UIowa Meme Page creators graduate, retire Instagram page

The popular UIowa Meme Page on Instagram is expecting some changes as its creators get ready to graduate.

Cody Blissett

Photo illustration

Cara Dulin, DITV Reporter


No respectable university is complete without a meme page where students find humor in fumbled footballs, dreary weather, and university policies.

The UIowa Meme Page’s Instagram account has gained almost 15,000 followers over five years, but now it’s time for its creators to graduate.

Only current fifth-year students will remember the UIowa Meme Page’s humble beginnings; however, it didn’t start as a page at all. Instead, it was a message chain between two friends.

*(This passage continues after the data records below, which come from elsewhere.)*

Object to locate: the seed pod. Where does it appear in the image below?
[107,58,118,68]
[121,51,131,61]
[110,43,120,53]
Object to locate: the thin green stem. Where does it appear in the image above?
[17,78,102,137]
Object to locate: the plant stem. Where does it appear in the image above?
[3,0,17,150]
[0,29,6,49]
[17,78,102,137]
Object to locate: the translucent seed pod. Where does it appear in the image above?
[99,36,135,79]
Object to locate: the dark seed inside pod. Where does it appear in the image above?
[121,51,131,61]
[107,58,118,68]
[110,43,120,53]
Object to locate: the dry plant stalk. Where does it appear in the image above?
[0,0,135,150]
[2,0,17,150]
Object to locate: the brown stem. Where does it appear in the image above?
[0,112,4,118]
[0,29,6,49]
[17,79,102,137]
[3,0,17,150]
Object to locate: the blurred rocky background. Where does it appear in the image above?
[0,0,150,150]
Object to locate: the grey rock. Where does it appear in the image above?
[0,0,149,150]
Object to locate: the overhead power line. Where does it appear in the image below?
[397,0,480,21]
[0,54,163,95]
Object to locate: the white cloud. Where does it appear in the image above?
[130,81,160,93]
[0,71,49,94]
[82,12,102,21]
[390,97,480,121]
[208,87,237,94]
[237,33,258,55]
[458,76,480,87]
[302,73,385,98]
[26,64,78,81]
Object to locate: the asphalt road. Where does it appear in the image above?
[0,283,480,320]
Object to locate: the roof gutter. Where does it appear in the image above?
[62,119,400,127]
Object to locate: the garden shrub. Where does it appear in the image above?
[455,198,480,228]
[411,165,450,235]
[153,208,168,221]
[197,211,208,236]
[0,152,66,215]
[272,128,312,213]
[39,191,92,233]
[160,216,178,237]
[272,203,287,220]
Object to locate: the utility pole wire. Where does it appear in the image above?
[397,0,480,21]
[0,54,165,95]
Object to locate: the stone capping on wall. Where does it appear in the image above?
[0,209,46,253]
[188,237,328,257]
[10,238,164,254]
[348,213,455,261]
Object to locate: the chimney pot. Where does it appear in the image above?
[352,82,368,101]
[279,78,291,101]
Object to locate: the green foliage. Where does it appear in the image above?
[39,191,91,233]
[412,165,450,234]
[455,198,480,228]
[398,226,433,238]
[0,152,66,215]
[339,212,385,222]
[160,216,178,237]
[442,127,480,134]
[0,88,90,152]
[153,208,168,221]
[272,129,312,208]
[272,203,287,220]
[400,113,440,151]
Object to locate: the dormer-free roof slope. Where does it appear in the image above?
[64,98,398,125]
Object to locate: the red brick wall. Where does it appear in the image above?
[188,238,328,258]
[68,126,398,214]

Seniors Teagan Roeder and Liam Curoe met their freshman year through a class group chat.

Pretty soon, the chat petered out, but Roeder and Curoe kept sending each other memes.

Roeder, along with a few other students, decided to turn their inside joke into a page on Facebook for more people to enjoy. It wasn’t until later that the account became the Instagram sensation that UI students know and love.

The page’s popularity on Instagram is largely due to the page’s third admin, senior Freya Buhr. Buhr met Curoe at the first-year orientation event, On Iowa! There, Curoe stood out to her in typical meme page creator fashion: by making a joke.

Buhr and Curoe quickly became friends, and by the spring semester of 2019, Buhr was a creator of the page. She had the idea to make the transition to Instagram — a much better platform for reaching the student demographic.

“Why’d we start on the boomer app?” Buhr asked, laughing.

Once the account moved to Instagram, it saw more engagement. Students even sent in their own memes. One such student was Talia Hill, the self-described baby of the group.

“You know, I’m a meme connoisseur,” Hill said. “I would make memes and send them in all the time — not even for credit or anything. I just liked the page.”

Hill’s work was consistent and good enough that it earned her an invite to be one of the account’s admins. Together, the four students formed an eclectic group somewhat reminiscent of the Breakfast Club. They have different majors, contrasting personalities, and diverse meme styles — something they say works to the page’s advantage.

Each of them brings their specific type of humor to the account, which helps them appeal to the broad audience they’ve gained.

The meme page capitalized on the UI students’ move in chaos when they returned to campus in fall 2020 after courses went online because of the COVID-19 pandemic in spring 2020, Roeder said.

From there, the page’s following only grew.

“I think the first time that I realized that we as a meme page were getting traction was when we started getting numbers,” Buhr said. “Like, I was seeing commas in our accounts, [and] I remember we were excited over 5k, and then it was 10k.”

Now, the account’s follower count equals nearly half of the UI’s student population.

Even with the account’s massive following and support, the group members said they still didn’t feel any incentive to reveal who they were.

Their reasons vary: They weren’t looking for clout, or they didn’t want to be asked to promote things, but more than anything, they wanted to retain their anonymity so they could stick up for the students by picking on faculty and administration without getting in trouble.

The group acknowledges that not all of its followers will share the same political views, and they want to appeal to the largest audience they can. They also try to be sensitive about what on-campus stories they post about, Roeder said.

A student approached the team about a reported sexual assault at the Phi Gamma Delta fraternity, known as FIJI, in 2020 before the story officially broke. The page declined to cover it out of fear that if the student body found out about the allegations from a meme page, they wouldn’t take the case seriously.

“A meme page is not the place for that story to break. If you want to lend credibility to an actual important thing like that, we can pick it up afterward,” Curoe said. “The UIowa Meme Page is not the place to hear about that for the first time.”

Even though the page is selective about what and when they post, they still value community feedback. They get most of their information about what’s happening around town and campus from their direct messages.

All four members of the group will graduate this spring or in the fall, so some of them are transitioning away from posting frequently. Although a few of them plan to keep making content for big news events and Hawkeye sports, Curoe plans to move on completely.

“I’m turning off the lights and leaving and locking the door behind me,” he said.

The meme page will be a closed chapter in his life. This is in large part to his tendency to post memes on bar life or roasting the majors, something that will be hard to do if he’s no longer living in Iowa City.

Hill, who is graduating this spring, lives to post football memes, which she still plans to do from a non-student perspective.

The page’s gradual retirement will come as a bummer to many students, but the creators stand by their decision. They would rather phase the page out than watch its content decline in quality or sell it to someone else.

They have tried to pass it on, but with no luck.

“We’ve come to the conclusion that we very well may be the only funny people on campus,” Curoe joked. “Or the only ones with a Photoshop subscription or something.”

The group prefers to keep their meme style around the late-2010s era, a time more reminiscent of the original connotation of the word “meme.”

Even as it all comes to a bittersweet end, the creators have no regrets.

“If I were to do this again, I’d do it all over,” Roeder said. “The UIowa Meme Page became a big part of my time here on campus, and I like to think that we’ve helped people get through college in a way.”